From: Machine-learning-assisted insight into spin ice Dy2Ti2O7

Inferring the spin Hamiltonian for Dy2Ti2O7. a \(\chi _{S({\mathbf{Q}})}^2\) directly measures the distance between experimental and simulated S(Q) data. It is relatively flat and noisy around its minimum, thus yielding a large uncertainty in the J2 coupling (any value below the dashed line, \(C_{S\left( {\mathbf{Q}} \right)}^2\), is a reasonable candidate). b \(\chi _{S_{{\mathrm{AE}}}({\mathbf{Q}})}^2\) measures the distance between S(Q) data after being filtered through the autoencoder. c \(\chi _{S_L}^2\) measures the distance between the 30-dimensional latent space representations of the S(Q) data.

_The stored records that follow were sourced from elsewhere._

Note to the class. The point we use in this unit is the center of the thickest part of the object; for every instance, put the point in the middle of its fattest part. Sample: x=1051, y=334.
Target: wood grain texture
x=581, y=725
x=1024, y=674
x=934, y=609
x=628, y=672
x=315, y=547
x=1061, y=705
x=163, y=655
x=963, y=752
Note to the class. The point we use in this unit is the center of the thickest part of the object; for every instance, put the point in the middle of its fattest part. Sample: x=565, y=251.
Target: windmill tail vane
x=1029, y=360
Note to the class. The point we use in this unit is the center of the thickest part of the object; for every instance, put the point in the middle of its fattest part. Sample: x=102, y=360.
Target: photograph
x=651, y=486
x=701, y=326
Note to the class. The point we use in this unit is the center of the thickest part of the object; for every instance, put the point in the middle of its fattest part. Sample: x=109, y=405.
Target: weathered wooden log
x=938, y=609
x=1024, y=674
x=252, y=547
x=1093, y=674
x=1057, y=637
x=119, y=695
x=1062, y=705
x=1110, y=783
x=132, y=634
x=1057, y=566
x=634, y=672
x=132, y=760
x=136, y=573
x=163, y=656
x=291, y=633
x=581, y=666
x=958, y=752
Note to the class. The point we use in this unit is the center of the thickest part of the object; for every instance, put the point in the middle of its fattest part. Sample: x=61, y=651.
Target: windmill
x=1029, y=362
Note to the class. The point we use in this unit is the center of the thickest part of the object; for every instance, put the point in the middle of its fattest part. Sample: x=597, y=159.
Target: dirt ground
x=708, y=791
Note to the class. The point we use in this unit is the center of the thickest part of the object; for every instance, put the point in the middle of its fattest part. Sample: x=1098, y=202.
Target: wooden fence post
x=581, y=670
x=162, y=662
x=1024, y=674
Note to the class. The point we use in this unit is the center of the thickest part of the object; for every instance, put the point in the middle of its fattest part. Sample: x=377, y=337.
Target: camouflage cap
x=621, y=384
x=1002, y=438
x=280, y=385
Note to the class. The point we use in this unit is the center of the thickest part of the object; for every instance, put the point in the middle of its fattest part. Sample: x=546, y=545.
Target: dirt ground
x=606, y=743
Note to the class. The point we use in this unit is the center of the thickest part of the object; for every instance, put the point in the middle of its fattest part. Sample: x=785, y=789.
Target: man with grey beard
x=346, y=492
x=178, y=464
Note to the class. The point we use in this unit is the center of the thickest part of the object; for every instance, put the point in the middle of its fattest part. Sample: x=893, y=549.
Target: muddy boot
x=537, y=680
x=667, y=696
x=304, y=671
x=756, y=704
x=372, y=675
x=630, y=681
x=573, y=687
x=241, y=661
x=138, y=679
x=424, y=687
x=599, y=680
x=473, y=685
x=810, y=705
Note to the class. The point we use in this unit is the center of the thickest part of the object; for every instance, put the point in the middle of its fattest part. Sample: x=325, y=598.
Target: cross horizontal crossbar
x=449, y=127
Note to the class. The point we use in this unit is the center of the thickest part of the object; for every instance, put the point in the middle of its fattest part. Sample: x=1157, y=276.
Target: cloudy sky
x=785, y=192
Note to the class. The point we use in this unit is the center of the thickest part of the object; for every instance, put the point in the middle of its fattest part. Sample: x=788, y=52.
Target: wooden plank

The Gaussian process model \(\hat \chi _{S_L}^2\left( H \right)\)(red curve) accurately approximates \(\chi _{S_L}^2\), even in the full space of J2, J3, and \(J_{3^\prime}\). d Once a good model \(\hat \chi _{S_L}^2(H)\) has been constructed, we can rapidly identify the optimal Hamiltonian model (magenta cross). The autoencoder-based error measure \(\chi _{S_L}^2\) yields much smaller model uncertainty (blue region) than the naïve one \(\chi _{S({\mathbf{Q}})}^2\) (cyan region). Model uncertainty is further reduced using a multi-objective error measure \(\chi _{{\mathrm{multi}}}^2\) that incorporates heat capacity data (dark-blue region). Three most popular Hamiltonian sets currently used from refs. 17,18,20 have also been marked as green, red and gray crosses respectively.